Хотя между Тафией и Иоаннесбургом была разница в пять часов, на бывший хутор Алекс вышел вместе с Ситниковым только около полудня. У Тандаджи пришлось провозиться дольше запланированного.

Здесь уже чистили солдатскими усилиями снег, стояло несколько военных машин. Вокруг продолжали работать военные следователи, восстанавливая картину произошедшего, фотографируя, чтобы потом составить карту боя, опрашивая участников.

Хутор был сплошным пепелищем — при свете дня на него было смотреть еще тягостнее, даже на прикрытый снегом, который, подтаивая, стекал черными ручейками по склонам. Алекс вспомнил яблоневый сад, живность, которая тут бегала, стол со скамейками, на котором они обнимались с Катей. Дом погиб вместе с хозяйкой. Бункер, конечно, отстроят и восстановят, и будет тут новое хозяйство — но уже другое.

Майор Вершинин был тоже снаружи: одетый в короткую темную шинель, о чем-то разговаривал с одним из следователей. Увидел Свидерского и Ситникова, вышедших из Зеркала у бывших ворот хутора, и направился к ним.

— Александр Данилович, — он отдал честь, пожал Свидерскому руку. — Боец все это время был под вашим началом, так я понимаю?

— Совершенно верно, — ответил Алекс. — Он по известным причинам не мог вернуться. И я бойца у вас заберу в ближайшее время, майор. Вместе с его другом. Это согласовано с Тандаджи, вам придет приказ.

— Даже не знаю, радоваться или огорчаться, — проговорил Вершинин, глянув на переминающегося с ноги на ногу бывшего студента. — Они, конечно, оболтусы, каких поискать, но и боевые маги отличные.

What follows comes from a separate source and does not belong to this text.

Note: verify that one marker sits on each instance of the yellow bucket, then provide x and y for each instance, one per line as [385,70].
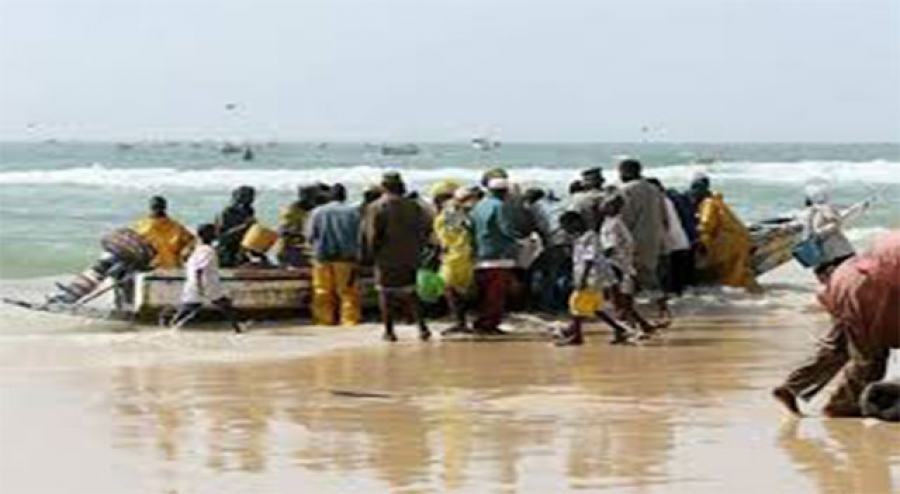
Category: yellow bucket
[444,187]
[259,239]
[585,303]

Но тут они уже не нужны, да. Рапорт напишите, Ситников, — с каменным лицом приказал майор. — Но сначала загляните на минус второй уровень, в каюту восемь-сокол. Ее высочество Алина Рудлог высказала пожелание при вашем появлении тут же направить вас к ней. Выполняйте.

— Есть выполнять! — просиял семикурсник и рванул к зияющему входу в бункер.

— Вам тут нужна какая-то магическая помощь? — спросил Свидерский. Вершинин с благодарностью взглянул на него.

— Нам бы щит тут на накопители поставить хотя бы временный, Александр Данилович.

— Сделаю, — пообещал Свидерский. Они оба оглянулись на шум — там ревущий экскаватор двигал к шоссе тушу тха-охонга. — А вы не знаете, где сейчас леди Симонова с детьми? И полковник Стрелковский?

— Сейчас в каютах, а через полчаса будут в столовой на обеде, скорее всего, — ответил Вершинин без лишнего любопытства.


Установить накопители на держаки, врыв их в землю, соединить их контуром силы и поднять щит — раза в три меньше бывшей территории хутора, но скрывающий вход туда от любопытных глаз, — заняло около сорока минут. За это время у хутора успел появиться Зигфрид Кляйншвитцер, и Александр, общаясь с ним, увидел, как из хутора выводят живую, худенькую и очень изможденную Алину Рудлог, одетую в теплое. Принцесса едва переставляла ноги, но отказывалась от поддержки. Она делала это с таким упорством, так знакомо морща нос и посапливая, что ему живо вспомнился Михей на первых курсах. Кольнула память — все же во время службы они были очень близки.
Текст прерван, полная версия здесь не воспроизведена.